March 23, 2017
IPOPI attends Rare Disease Day Celebrations in Brussels
As in the past, IPOPI was pleased to actively take part in the Rare Diseases events organised in Brussels which included the Eurordis Black Pearl Gala Dinner and the 2nd Multi-Stakeholder Symposium on Improving Patients’ Access for Rare Diseases.
The Gala dinner featured the EURORDIS Awards which recognise the outstanding commitment and achievements of patient organisations, volunteers, companies, scientists, media and policymakers who have contributed to reducing the impact of rare diseases on people’s lives.
The 2017 winners were presented with their awards by the European Commissioner for Health and Food Safety Vytenis Andriukaitis and include:
- Policy Maker Award – Frédérique Ries, Member of the European Parliament, Belgium
- Volunteer Award – Elizabeth Vroom, Duchenne Parent Project, the Netherlands
- Media Award – Aldo Soligno, Photographer, Rare Lives Project, Italy
- Company Award – GSK (GlaxoSmithKline) – Rare Diseases
- Scientific Award – Dr Lucia Monaco, Chief Scientific Officer, Fondazione Telethon, Italy
- Patient Organisation Award – The Dravet Syndrome European Federation, Spain
- Lifetime Achievement Award – Anders Olauson, Founder of the Ågrenska Centre, Sweden
On February 22-23 Johan Prévot, IPOPI’s Executive Director, participated in the 2nd Multi-Stakeholder Symposium on Improving Patients’ Access for Rare Diseases. The Symposium brought together numerous participants from various stakeholder groups to express their concerns and interests in improving patients’ access to rare disease medicines.

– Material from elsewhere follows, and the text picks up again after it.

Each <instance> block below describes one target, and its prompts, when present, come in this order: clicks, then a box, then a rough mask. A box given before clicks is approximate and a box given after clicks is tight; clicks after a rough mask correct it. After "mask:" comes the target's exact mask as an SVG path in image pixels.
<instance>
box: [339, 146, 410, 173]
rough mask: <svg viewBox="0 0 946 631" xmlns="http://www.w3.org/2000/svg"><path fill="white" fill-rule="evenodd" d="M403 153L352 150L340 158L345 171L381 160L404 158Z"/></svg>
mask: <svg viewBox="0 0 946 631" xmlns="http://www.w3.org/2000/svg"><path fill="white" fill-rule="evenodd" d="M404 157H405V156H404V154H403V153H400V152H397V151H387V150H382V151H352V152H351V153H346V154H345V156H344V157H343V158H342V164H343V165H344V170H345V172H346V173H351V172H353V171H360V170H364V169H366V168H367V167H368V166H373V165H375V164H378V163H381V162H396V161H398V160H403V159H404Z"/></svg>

Key topics discussed during the meeting included the Mechanism of Coordinated Access to Orphan Medicinal Products (MoCA), the new European Reference Networks and their role in generating quality data, the future of EU-level cooperation on health technology assessment as well as between payers and companies, pan-European disease registries, and innovative performance-based outcome agreements.
The Symposium called for a three to fivefold increase in the number of rare disease medicines approved by the European Medicines Agency and the US FDA per year by 2025 and for those medicines to be available at one third to one fifth of the price.
The meeting concluded with the announcement of a new multi-stakeholder group that will draft a Collaborative Action Plan for all parties to collaborate in a process to improve patients’ access to RD medicines.